Last Week Tonight with John Oliver: Timeshares
March 20, 2023 2:38 AM - Season 10, Episode 5 - Subscribe

This week... it's slightly possible that maybe it could occur that Trump will be arrested soon, and he seems to be taking it "well." The fallout from the failure of Silicon Valley Bank continues. And Now: For St. Patrick's Day, Local News Did What They Always Fucking Do. The main story is on timeshares (on Youtube, 26 minutes), or as they're sometimes rebranded now, "Vacation Clubs," or "Vacation Ownership Plans." People are pressured to buy them on vacation, salespeople have diminished responsibility when they lie about them, and 85% of timeshare buyers come to regret their purchase, which are often subject to a "non-cancellable perpetuity clause," that can be an outright burden on the people they're left to in estates if they don't fire a disclaiming document within nine months. As the show tells us, timeshares suck, and companies that claim they can get you out of timeshares suck more. The show welcome's back John's "wife," Wanda Jo Oliver, to tell us about her new "company," Timeshare Exit2, which "has over 9.3 billion customers, and a 200% satisfaction rate!"

F.37: "Thespius Ubiquitous," LANCE REDDICK, who passed away on the 17th.
posted by JHarris (9 comments total)
 
Of all the subjects that LWT has covered, many are infuriating for how easily a motivated and functional government could just FIX them, but I don't think any are quite as infuriating as this. Basically companies have found a way that, if you make a mistake, you're not only locked into a huge recurring personal expense for little benefit that will follow you to your grave with little hope to escape it, but also to your childrens' graves if they don't disclaim the inheritance.

A simple law could destroy this whole disgusting morass. Why doesn't it? Because there's this huge media thing in the US that Republicans have built around making the government unable to fucking do anything.
posted by JHarris at 9:18 AM on March 20, 2023 [2 favorites]


My mom got talked into buying a timeshare like at least 10-15 years ago (I forget) because "all the family is doing it," she's used it ONCE ever, I'll be stuck with it forever.
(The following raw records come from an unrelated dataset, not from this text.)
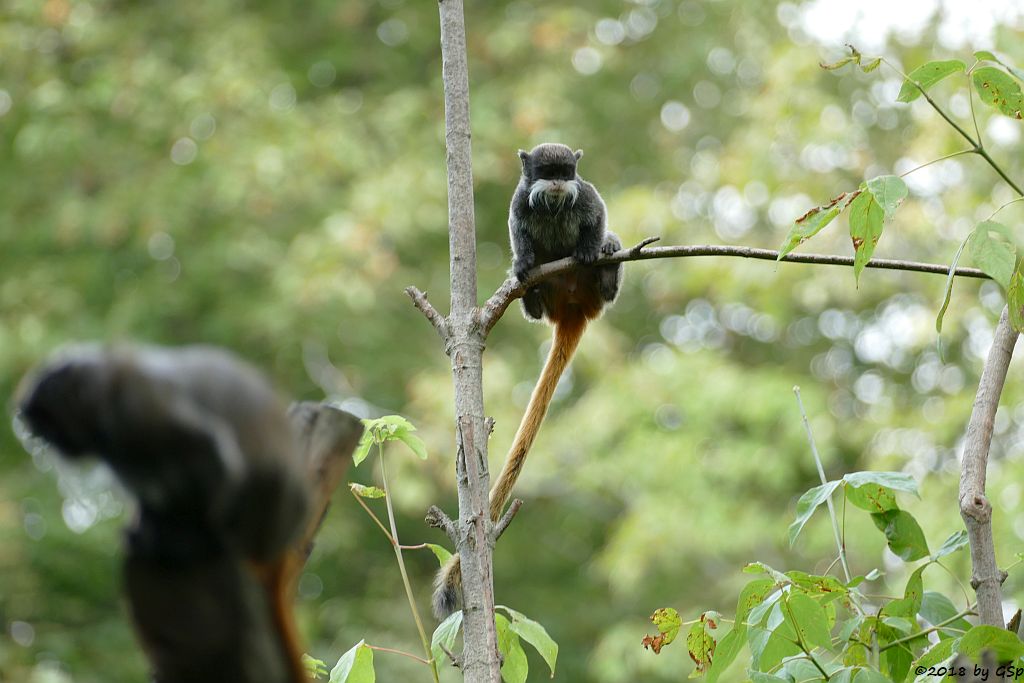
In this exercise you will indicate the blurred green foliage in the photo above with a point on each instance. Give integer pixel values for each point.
(268, 177)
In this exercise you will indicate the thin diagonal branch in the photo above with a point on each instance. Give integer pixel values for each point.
(439, 322)
(511, 289)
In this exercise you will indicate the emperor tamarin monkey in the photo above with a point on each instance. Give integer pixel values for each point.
(202, 442)
(554, 214)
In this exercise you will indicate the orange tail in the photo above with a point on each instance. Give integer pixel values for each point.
(281, 584)
(568, 331)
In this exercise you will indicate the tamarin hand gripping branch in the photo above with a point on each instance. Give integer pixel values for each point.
(203, 443)
(554, 214)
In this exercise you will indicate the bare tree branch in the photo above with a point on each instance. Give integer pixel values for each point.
(511, 289)
(439, 322)
(975, 508)
(506, 519)
(479, 660)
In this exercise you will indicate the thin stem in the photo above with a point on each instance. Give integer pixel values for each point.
(374, 516)
(970, 98)
(935, 161)
(931, 101)
(821, 474)
(984, 155)
(801, 644)
(967, 596)
(401, 652)
(920, 634)
(401, 568)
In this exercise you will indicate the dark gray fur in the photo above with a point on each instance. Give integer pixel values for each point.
(545, 232)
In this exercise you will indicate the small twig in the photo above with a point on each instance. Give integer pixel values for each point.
(821, 475)
(420, 301)
(402, 653)
(506, 519)
(456, 662)
(435, 517)
(358, 499)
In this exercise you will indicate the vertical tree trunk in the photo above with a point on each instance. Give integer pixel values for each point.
(975, 509)
(465, 346)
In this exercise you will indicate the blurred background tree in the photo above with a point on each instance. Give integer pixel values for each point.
(269, 176)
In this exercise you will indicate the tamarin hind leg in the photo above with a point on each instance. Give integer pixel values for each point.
(609, 278)
(532, 304)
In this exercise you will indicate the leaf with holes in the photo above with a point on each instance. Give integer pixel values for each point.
(926, 76)
(999, 90)
(700, 646)
(903, 534)
(813, 221)
(866, 218)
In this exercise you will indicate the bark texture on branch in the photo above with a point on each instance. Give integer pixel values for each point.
(975, 508)
(465, 346)
(511, 289)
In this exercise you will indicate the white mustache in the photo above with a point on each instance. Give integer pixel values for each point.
(544, 190)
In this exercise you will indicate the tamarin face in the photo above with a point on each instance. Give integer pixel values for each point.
(549, 171)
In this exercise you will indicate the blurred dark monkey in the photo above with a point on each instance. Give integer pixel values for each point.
(202, 441)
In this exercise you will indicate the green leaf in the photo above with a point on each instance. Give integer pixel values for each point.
(760, 677)
(871, 497)
(819, 585)
(926, 76)
(866, 218)
(1015, 298)
(445, 635)
(726, 651)
(807, 504)
(940, 651)
(912, 595)
(414, 442)
(810, 621)
(761, 567)
(355, 666)
(769, 648)
(869, 676)
(837, 65)
(700, 646)
(813, 221)
(998, 90)
(799, 669)
(903, 534)
(955, 541)
(758, 613)
(314, 668)
(889, 191)
(536, 635)
(1007, 646)
(896, 480)
(366, 492)
(995, 257)
(515, 667)
(753, 595)
(949, 286)
(363, 449)
(868, 67)
(440, 552)
(937, 608)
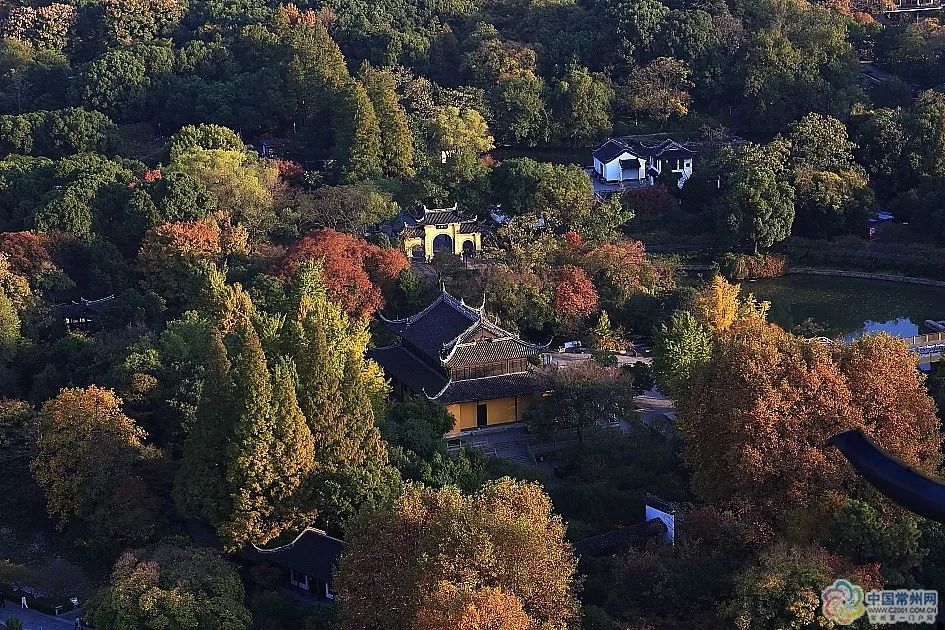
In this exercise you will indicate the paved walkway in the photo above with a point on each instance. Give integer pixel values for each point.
(35, 620)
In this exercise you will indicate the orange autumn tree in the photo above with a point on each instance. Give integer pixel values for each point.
(28, 253)
(574, 297)
(716, 305)
(438, 559)
(87, 452)
(172, 254)
(756, 421)
(356, 273)
(461, 609)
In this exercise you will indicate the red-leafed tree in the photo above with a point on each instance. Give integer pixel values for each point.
(172, 253)
(574, 297)
(356, 272)
(27, 252)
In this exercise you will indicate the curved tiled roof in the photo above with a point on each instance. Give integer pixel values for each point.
(436, 326)
(313, 552)
(415, 374)
(490, 351)
(486, 388)
(451, 333)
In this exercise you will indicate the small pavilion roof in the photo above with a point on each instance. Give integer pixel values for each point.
(313, 552)
(641, 147)
(450, 332)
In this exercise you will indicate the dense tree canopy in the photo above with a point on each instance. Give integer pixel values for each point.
(513, 557)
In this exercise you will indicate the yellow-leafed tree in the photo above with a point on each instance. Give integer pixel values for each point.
(438, 559)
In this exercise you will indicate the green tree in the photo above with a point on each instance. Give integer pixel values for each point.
(340, 394)
(172, 587)
(200, 484)
(682, 348)
(358, 142)
(9, 327)
(396, 138)
(581, 397)
(582, 106)
(120, 81)
(57, 133)
(758, 206)
(413, 550)
(637, 25)
(860, 532)
(88, 458)
(782, 590)
(206, 137)
(659, 90)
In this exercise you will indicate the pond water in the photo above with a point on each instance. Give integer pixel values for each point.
(849, 306)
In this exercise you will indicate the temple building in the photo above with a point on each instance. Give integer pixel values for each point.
(452, 354)
(439, 230)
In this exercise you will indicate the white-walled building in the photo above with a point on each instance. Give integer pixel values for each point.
(639, 162)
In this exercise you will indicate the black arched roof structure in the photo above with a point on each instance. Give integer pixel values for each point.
(894, 479)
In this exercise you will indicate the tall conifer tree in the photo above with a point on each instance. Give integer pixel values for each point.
(250, 473)
(200, 488)
(293, 452)
(396, 139)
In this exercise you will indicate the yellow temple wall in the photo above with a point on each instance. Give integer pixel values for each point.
(498, 411)
(431, 232)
I once got dragged (like "WE ARE COMING OVER TO GET YOU RIGHT NOW"), driven in an anonymous van to some creepy manufacturing district, and they would not let us go until she gave them money. Period. It was a token $100 she had to pay to get them to let us leave, and they said she could ask for it back, but still.

I also note that I read somewhere in the time share paperwork that they aren't supposed to (????) sell to single people, which my mom was at the time because her husband had died. I doubt that's anything anyone can use as a loophole.
posted by jenfullmoon at 11:48 AM on March 20, 2023 [1 favorite]


F.37
posted by porpoise at 5:57 PM on March 20, 2023 [3 favorites]


I'm a bit confused about the inheritance. Your debts do not pass to your children, student loan debt does not pass to your children, how is a timeshare allowed to be passed? How can someone be a party to a contract that they did not agree to?

I understand the contract and asset would be part of the estate, but you aren't required to accept an inheritance. Even in the case of a house with some debt attached, you can still refuse to take the house (and thus the debt)
posted by LizBoBiz at 5:11 AM on March 22, 2023 [1 favorite]


You can refuse to accept the timeshare too, but you have to disclaim it within nine months according to the episode. And if you do, it passes to the next in line, who has to disclaim it too.
posted by JHarris at 8:41 AM on March 23, 2023


What happens if I'm the last in the line and have nobody to pass an inherited timeshare to?
posted by jenfullmoon at 10:06 AM on March 23, 2023


I think, in that case, it is finally, finally dissolved. IANAL though.
posted by JHarris at 3:51 PM on March 23, 2023 [1 favorite]


But this seems like its more a problem for the executor than the heir? Do people inherit things without knowing? Someone has to tell you, and you would have to accept I would think. But I never actually have inherited anything or had to go through that process so maybe I've got it all wrong.
posted by LizBoBiz at 2:05 AM on March 24, 2023


I don't know either, but LWT is exhaustively researched, so presumably what they said is accurate, and that's where the nine months figure comes from.